Robert Kiyosaki Shifts Stance On Bitcoin And Gold
In Brief
- • Robert Kiyosaki says he has paused buying Bitcoin and precious metals.
- • The shift follows recent comments claiming he was still accumulating.
- • He frames the move as patience amid systemic risk concerns.
Robert Kiyosaki is once again reframing his Bitcoin (BTC) strategy and drawing scrutiny in the process. In a new post, the ‘Rich Dad Poor Dad’ author said he has stopped buying Bitcoin, gold, and silver for now, choosing instead to wait patiently for new market bottoms.
The comments come just days after he publicly claimed he was still buying, triggering debate over how literal his guidance should be taken. So, is this discipline or mixed messaging?
What Kiyosaki Said This Time
In his latest post on X, shared on February 6, Kiyosaki outlined specific price levels where he claims he stopped accumulating major assets, including Bitcoin at $6,000, gold at $300, and silver at $60.
He said he has sold some Bitcoin and gold, reluctantly, citing capital gains taxes, and emphasized that he is now waiting for lower prices before buying again:
“Today… I wait patiently for new bottoms for gold and Bitcoin, then I may buy again.”
Kiyosaki reiterated one of his long-standing investing maxims:
“Your profit is made when you buy… not when you sell.”
He also added that he would consider buying more silver at $74 and gold at $4,000, while stating he currently has “enough Ethereum.”
Why The Post Sparked Pushback
The reaction wasn’t just about micro views, but about consistency as well.

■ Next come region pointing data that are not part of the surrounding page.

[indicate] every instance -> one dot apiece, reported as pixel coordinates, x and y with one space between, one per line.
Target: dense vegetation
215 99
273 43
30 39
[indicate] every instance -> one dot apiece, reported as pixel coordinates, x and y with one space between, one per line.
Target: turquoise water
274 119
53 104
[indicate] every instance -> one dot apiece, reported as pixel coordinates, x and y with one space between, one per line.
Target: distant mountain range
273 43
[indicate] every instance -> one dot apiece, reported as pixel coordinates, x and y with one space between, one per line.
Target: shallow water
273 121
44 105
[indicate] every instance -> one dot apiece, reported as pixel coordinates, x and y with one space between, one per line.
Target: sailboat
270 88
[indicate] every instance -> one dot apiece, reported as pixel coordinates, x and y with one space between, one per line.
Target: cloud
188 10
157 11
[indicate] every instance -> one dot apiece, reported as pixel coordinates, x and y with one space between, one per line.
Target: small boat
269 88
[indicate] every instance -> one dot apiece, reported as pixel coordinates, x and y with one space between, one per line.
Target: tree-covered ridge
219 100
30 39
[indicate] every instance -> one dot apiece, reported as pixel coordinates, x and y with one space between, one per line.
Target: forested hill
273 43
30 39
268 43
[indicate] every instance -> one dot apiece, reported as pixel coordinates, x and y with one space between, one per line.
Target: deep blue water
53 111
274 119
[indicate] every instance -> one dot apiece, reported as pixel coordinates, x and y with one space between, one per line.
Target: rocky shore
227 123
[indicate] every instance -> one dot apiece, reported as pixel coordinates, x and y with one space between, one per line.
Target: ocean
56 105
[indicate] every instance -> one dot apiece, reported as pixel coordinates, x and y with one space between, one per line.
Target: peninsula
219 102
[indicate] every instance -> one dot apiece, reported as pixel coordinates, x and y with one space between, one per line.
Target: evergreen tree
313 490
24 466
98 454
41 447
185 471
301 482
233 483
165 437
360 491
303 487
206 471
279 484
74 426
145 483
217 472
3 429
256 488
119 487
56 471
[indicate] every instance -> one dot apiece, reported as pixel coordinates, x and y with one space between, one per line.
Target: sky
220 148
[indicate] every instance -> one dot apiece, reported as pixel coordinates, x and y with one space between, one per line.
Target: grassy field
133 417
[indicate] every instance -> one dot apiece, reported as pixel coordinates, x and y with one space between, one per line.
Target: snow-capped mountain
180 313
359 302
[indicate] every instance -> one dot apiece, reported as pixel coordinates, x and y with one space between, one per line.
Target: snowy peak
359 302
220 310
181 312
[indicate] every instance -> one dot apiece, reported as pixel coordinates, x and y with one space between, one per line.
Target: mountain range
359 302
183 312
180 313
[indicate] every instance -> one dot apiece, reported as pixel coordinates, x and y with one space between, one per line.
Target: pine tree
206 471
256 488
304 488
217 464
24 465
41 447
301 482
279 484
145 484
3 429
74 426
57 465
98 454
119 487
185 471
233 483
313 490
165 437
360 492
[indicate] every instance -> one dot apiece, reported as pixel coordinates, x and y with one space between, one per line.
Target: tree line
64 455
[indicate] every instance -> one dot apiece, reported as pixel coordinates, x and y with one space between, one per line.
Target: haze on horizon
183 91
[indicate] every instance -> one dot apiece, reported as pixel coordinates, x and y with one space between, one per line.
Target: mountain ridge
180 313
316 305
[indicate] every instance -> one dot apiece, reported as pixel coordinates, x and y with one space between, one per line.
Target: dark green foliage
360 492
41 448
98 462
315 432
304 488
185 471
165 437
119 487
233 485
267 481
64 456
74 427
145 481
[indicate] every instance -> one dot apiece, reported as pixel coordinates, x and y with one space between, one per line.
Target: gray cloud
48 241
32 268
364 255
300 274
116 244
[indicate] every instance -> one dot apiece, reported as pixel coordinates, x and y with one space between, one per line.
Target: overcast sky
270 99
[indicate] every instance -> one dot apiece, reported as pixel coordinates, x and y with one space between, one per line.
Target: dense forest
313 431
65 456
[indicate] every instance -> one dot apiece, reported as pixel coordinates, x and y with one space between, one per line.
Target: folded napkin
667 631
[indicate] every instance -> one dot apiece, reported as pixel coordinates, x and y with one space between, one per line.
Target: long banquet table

Community notes and replies quickly pointed out that on January 23, 2026, Kiyosaki publicly said he was still buying Bitcoin, at a time when BTC was trading above $90,000.
In that earlier post, he wrote:
“I just keep buying more gold, silver, Bitcoin, and Ethereum and get richer.”
That contradiction prompted direct replies accusing him of changing narratives depending on market conditions.
Kiyosaki, for his part, framed the bigger issue as systemic rather. He argued that U.S. debt, which he estimates at $38 trillion, or $250 trillion including future obligations, is the real risk, not short-term price swings. He blamed the Fed, policymakers, and “fake dollars” for creating long-term instability.
All things considered, this isn’t about whether Kiyosaki is right on price. It’s about his messaging blending philosophy, timing, and provocation, and shouldn’t be mistaken for precise trade execution.